— Всем девушкам ведь, как известно, требуется время, чтобы привести себя в порядок перед вечеринкой. Именно этим она занималась, когда не разговаривала с отцом и не смотрела телевизор. Она просто-напросто наводила красоту перед выходом в люди, — закончила Сандберг, неожиданно погрустнев.
— Что происходило в кабаке? — спросил Бекстрём. «Все бабы похожи друг на друга, и, если так пойдет дальше, у нашей мадам психотерапевта хватит работы».
Ход событий в ночном клубе пока не удалось восстановить в деталях по вполне естественным причинам. Там хватало народа, все сновали туда-сюда, как обычно бывает в подобных заведениях, и многих еще не успели допросить. В тот вечер суеты вдобавок получилось немного через край, поскольку в мероприятии принимали участие несколько местных дарований, которые успели засветиться в реалити-шоу на телевидении и зарабатывали себе на хлеб, выступая в ресторанах.
И все-таки в клубе, похоже, не случилось ничего драматического или даже интересного, поскольку Линда предпочла уйти через несколько часов. Она пофланировала немного по заведению, как делают все в подобных местах. Посидела в двух разных компаниях. Поболтала и потанцевала и, судя по всему, пребывала в хорошем настроении. Не поругалась и даже не поспорила ни с кем, и никто не доставал ее. Она не была особенно пьяной. Выпила крепкого пива, возможно, стопку ликера, а потом самое большее бокал белого вина, которым женщина, с которой Линда работала вместе в полиции, угостила ее.

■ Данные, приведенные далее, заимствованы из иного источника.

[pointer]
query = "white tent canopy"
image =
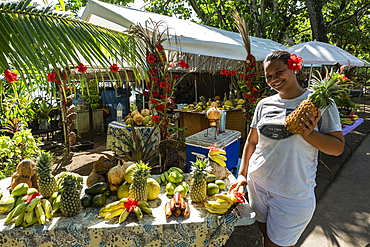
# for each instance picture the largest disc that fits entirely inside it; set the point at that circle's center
(194, 38)
(316, 52)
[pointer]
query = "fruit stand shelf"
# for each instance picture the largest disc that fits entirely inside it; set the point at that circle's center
(87, 229)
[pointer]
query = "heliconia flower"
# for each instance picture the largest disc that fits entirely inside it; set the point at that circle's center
(114, 68)
(151, 58)
(163, 84)
(159, 47)
(160, 107)
(52, 76)
(10, 76)
(156, 119)
(294, 62)
(131, 204)
(81, 68)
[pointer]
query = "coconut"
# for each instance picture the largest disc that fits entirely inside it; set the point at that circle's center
(116, 175)
(26, 168)
(94, 178)
(102, 165)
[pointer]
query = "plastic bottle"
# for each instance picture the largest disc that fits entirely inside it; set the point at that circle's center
(119, 113)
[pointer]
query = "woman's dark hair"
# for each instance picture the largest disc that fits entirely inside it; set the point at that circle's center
(281, 55)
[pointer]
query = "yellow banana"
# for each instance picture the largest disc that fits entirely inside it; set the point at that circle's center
(40, 214)
(123, 216)
(48, 208)
(215, 204)
(19, 219)
(225, 197)
(217, 210)
(28, 217)
(219, 161)
(114, 213)
(35, 201)
(34, 220)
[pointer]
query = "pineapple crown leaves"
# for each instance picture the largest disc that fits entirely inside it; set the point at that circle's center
(142, 171)
(200, 169)
(326, 90)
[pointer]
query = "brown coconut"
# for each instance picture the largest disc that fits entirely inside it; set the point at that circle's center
(21, 179)
(102, 165)
(34, 180)
(94, 178)
(26, 168)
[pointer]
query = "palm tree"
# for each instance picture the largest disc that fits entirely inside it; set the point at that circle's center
(37, 41)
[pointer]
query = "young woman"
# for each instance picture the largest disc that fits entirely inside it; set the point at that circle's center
(278, 167)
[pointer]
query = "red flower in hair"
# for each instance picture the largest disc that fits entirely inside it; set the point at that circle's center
(81, 68)
(114, 68)
(294, 62)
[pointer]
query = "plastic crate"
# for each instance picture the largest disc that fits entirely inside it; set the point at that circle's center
(198, 145)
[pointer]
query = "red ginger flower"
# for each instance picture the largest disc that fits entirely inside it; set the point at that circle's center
(294, 62)
(10, 76)
(81, 68)
(114, 68)
(131, 204)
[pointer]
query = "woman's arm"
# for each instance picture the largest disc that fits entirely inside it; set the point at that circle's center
(331, 143)
(249, 147)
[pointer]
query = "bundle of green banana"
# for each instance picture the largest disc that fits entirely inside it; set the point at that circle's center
(217, 155)
(27, 213)
(164, 178)
(223, 203)
(122, 209)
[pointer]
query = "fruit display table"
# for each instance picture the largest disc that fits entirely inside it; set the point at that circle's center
(118, 132)
(197, 121)
(88, 229)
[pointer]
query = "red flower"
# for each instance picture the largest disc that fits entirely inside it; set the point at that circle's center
(150, 59)
(153, 71)
(10, 76)
(114, 68)
(81, 68)
(153, 101)
(160, 107)
(159, 47)
(294, 62)
(52, 76)
(163, 84)
(155, 94)
(130, 205)
(156, 119)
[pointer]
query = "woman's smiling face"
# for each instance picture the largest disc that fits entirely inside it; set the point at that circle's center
(279, 77)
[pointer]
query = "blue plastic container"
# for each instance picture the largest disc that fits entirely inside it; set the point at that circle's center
(198, 145)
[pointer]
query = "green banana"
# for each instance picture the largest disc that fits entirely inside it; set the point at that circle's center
(138, 212)
(32, 204)
(123, 216)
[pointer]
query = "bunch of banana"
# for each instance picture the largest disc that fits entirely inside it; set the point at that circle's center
(163, 178)
(28, 213)
(218, 155)
(118, 209)
(223, 203)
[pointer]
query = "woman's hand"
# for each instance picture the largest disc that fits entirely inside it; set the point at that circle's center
(241, 181)
(308, 125)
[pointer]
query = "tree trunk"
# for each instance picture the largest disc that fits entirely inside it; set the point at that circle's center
(318, 28)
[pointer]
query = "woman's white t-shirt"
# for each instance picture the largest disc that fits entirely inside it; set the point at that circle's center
(284, 163)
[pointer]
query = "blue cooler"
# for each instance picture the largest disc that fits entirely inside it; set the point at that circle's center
(198, 145)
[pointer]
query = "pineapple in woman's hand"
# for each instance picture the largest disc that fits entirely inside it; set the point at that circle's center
(326, 91)
(199, 171)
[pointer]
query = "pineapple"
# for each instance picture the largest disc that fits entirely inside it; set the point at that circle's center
(46, 181)
(140, 175)
(326, 91)
(70, 202)
(198, 189)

Примерно между половиной третьего и тремя часами утра она столкнулась с соучеником по школе полиции и сообщила, что собирается пойти домой и лечь спать. Охранник на входе видел, как она уходила («за несколько минут до трех, если ты спросишь меня») и, по его словам, была трезвая, одна и не выглядела ни особенно радостной, ни печальной, когда он провожал взглядом девушку, удалявшуюся через площадь, мимо резиденции губернатора, в направлении ее дома на улице Пера Лагерквиста.
В худшем случае именно там она растворилась в некоем тумане неизвестности. Никто не видел ее на пути от кабака до квартиры, а это приблизительно километр. По крайней мере, никто сам не дал о себе знать. Она не вела никаких разговоров по мобильному и не отвечала на звонки. Кроме того, в городе было спокойно, и особенно вдоль улиц, по которым Линда, вероятно, шла к себе.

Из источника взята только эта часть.